Four more unanswered questions today…
What will finally push broadcast and cable networks to go fully/primarily to streaming?
This is really a split question, made clearer by last week’s claim that more people were now streaming than watching cable television. Thing is, Nielsen’s The Gauge is way too vague about how things are measured for anyone serious to overvalue this big promotional stat.
As an example of the blur, YouTubeTV is the streaming “basic” television/cable in about 4% of U.S. households. If you watch Broadcast or Cable channels on YouTubeTV, those are streaming views. But are they? The advertisers are paying Broadcast or Cable rates. Your eyeballs are counted, whatever “wire” is feeding you.
There are really 2 tracks. Consumer Behavior and Advertiser Pricing.
Putting aside the very real, but very complex issue of broadcast signal rights, the current reality is that advertisers value Broadcast and Cable more than Streaming (As measured in CPM aka Cost Per Thousand Viewers/literally Cost Per Mile), As long as this bias remains, legacy media is going to drag its feet on the dominant conversion to streaming.
I say that Consumers could not care any less what wire or stream brings their desired content into their homes and onto their phones and tablets. I have friends on the DTC side who seem to disagree… though I can’t imagine what they are thinking.
The best path forward for mass content distributors would be to exploit all delivery channels… IF the ad dollars were all the same. Putting aside rights issues, if ESPN could get paid the same amount for 30 seconds on Monday Night Football on ESPN+ as on ESPN, there would be no direct conflict between the 2 platforms within Disney.
According to Standard Media Index, 30 seconds on NBC’s Sunday Night Football cost about $800,000 to buy outside of a large, negotiated package of ads. ESPN’s Monday Night Football got about $400,000 for a 30. To some degree, apples and oranges, because of ratings. Sunday Night gets about 20 million viewers and Monday gets about 14 million. But Sunday isn’t double the audience… but it is double the price.
Point is, on the ad side, the conversion of networks and cable channels to streaming from Broadcast/Cable/Satellite is a money loser at this point. The tipping point for networks will not be eyeballs, it will be a combination of eyeballs and a rise in the price advertisers are willing to pay for them on streaming. OR when the ad market shifts to the new opportunities that multiple major streamers are about to dump onto the market, all within 6 months to a year, so that the pricing for broadcast/cable drops to create that balance.
This is when the weight of live sports begins to get heavier… not just because of the size of the audience, but because live sports viewers are less likely to skip ads. This is also why the dying awards show business is unlikely to completely die… if you can get tune-in and maintain tension, people will stay with the show through the spots.
Will we see broadcast and cable networks on YouTube in the near future? Why not? The obvious answer is advertising sharing. Ads are (almost) always the answer to these questions.

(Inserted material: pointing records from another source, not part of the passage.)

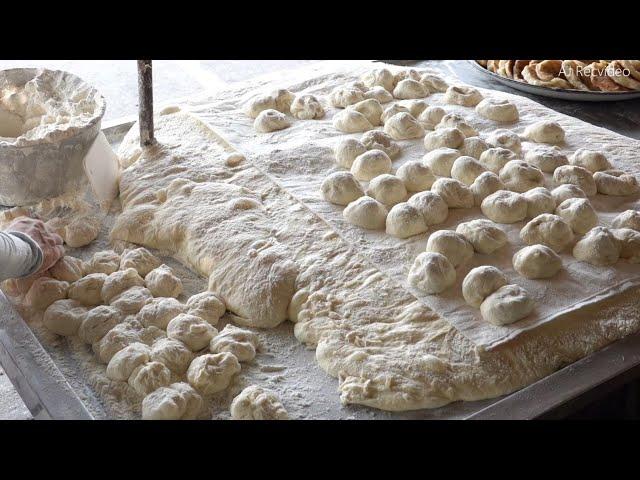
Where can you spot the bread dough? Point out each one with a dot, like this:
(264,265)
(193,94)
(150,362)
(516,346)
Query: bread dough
(242,343)
(212,373)
(547,229)
(537,261)
(484,236)
(366,212)
(431,273)
(481,282)
(504,206)
(256,403)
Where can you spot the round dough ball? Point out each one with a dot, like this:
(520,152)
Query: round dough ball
(341,188)
(498,110)
(431,205)
(387,189)
(545,157)
(402,126)
(366,212)
(466,169)
(416,176)
(504,206)
(547,229)
(443,138)
(431,273)
(577,176)
(455,193)
(371,164)
(212,373)
(404,221)
(484,185)
(506,305)
(483,235)
(270,121)
(440,160)
(64,317)
(347,151)
(193,331)
(481,282)
(578,213)
(519,176)
(598,247)
(590,160)
(537,261)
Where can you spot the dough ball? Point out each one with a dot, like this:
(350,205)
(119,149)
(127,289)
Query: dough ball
(371,164)
(63,317)
(481,282)
(519,176)
(455,193)
(88,289)
(502,138)
(431,273)
(431,206)
(566,191)
(537,261)
(404,221)
(578,176)
(484,185)
(256,403)
(506,305)
(498,110)
(539,201)
(97,322)
(598,247)
(118,282)
(627,219)
(366,212)
(67,269)
(590,160)
(140,259)
(452,245)
(162,282)
(193,331)
(504,206)
(416,176)
(440,160)
(149,377)
(544,131)
(547,229)
(270,121)
(462,95)
(212,373)
(306,107)
(483,235)
(466,169)
(616,182)
(578,213)
(409,88)
(123,363)
(545,157)
(443,138)
(44,291)
(378,140)
(240,342)
(402,126)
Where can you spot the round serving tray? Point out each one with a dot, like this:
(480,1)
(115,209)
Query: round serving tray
(564,94)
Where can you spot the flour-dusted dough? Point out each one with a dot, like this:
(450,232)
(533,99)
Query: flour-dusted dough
(257,403)
(481,282)
(547,229)
(537,261)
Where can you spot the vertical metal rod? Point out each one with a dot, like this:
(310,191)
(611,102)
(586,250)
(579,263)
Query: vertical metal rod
(145,100)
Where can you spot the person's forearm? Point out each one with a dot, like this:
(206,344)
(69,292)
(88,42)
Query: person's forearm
(19,255)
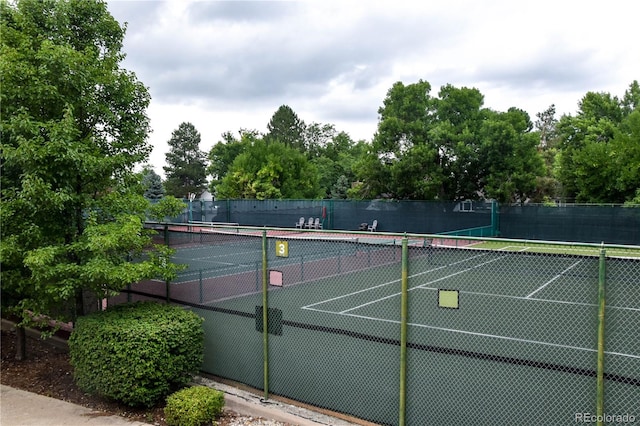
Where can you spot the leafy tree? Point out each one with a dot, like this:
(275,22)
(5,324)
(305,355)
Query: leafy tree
(335,158)
(74,125)
(598,155)
(510,157)
(186,164)
(341,188)
(287,128)
(221,157)
(271,170)
(152,184)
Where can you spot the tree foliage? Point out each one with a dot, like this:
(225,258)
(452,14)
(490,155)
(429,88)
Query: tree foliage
(599,158)
(287,128)
(186,164)
(152,184)
(74,125)
(271,170)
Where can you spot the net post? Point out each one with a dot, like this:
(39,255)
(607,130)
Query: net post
(265,317)
(601,337)
(403,331)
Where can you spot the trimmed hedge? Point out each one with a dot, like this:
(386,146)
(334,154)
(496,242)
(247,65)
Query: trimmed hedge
(194,406)
(136,353)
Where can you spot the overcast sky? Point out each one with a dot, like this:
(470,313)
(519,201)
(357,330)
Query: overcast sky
(227,65)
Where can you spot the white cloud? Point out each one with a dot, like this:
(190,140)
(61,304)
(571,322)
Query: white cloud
(226,65)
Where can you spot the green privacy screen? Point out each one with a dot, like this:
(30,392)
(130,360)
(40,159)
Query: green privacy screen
(497,332)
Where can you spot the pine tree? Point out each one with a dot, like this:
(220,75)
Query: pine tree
(186,164)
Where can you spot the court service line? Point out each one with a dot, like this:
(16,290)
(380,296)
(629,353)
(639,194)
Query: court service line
(535,299)
(389,282)
(553,279)
(474,333)
(420,286)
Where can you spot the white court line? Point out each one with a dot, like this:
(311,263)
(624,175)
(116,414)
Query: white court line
(554,278)
(522,249)
(534,299)
(420,286)
(473,333)
(389,283)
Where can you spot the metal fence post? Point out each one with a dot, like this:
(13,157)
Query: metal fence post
(403,331)
(601,334)
(265,317)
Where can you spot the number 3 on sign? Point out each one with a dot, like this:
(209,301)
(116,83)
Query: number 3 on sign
(282,248)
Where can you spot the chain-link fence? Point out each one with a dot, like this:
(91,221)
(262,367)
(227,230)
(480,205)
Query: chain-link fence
(416,329)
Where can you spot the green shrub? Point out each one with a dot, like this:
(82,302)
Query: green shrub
(193,406)
(136,353)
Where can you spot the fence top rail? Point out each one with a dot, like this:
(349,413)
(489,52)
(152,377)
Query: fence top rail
(202,226)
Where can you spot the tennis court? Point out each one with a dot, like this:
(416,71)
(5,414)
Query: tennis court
(493,335)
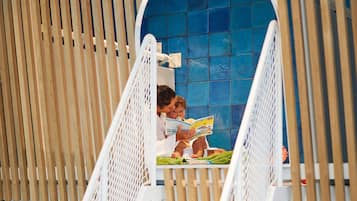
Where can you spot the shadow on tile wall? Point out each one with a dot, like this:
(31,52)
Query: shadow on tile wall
(220,42)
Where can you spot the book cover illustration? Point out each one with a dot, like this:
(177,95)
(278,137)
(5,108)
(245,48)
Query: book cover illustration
(203,126)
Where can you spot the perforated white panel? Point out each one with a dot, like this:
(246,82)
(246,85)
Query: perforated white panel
(257,159)
(126,163)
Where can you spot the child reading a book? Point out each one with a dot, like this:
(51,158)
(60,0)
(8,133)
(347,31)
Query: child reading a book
(166,99)
(198,145)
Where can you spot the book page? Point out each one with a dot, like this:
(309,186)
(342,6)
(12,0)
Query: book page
(203,126)
(173,124)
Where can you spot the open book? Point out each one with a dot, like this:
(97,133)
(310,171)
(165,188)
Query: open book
(203,126)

For ad-based “networks,” the 4 simple/big issues are:
the cost of (or earnings from) distribution
how much advertisers will pay for their audience/how it is or is not differentiated by distribution platform
the cost of content
In the case of broadcast networks, affiliates are a fifth big issue still.
For the moment, the logjam is behind the advertising pricing issue. When/If that breaks, there is a lot more room for creativity available to these networks to distribute their content (and their sold ads) across streaming.
What is the monthly price tipping point for consumers, before and after cord-cutting?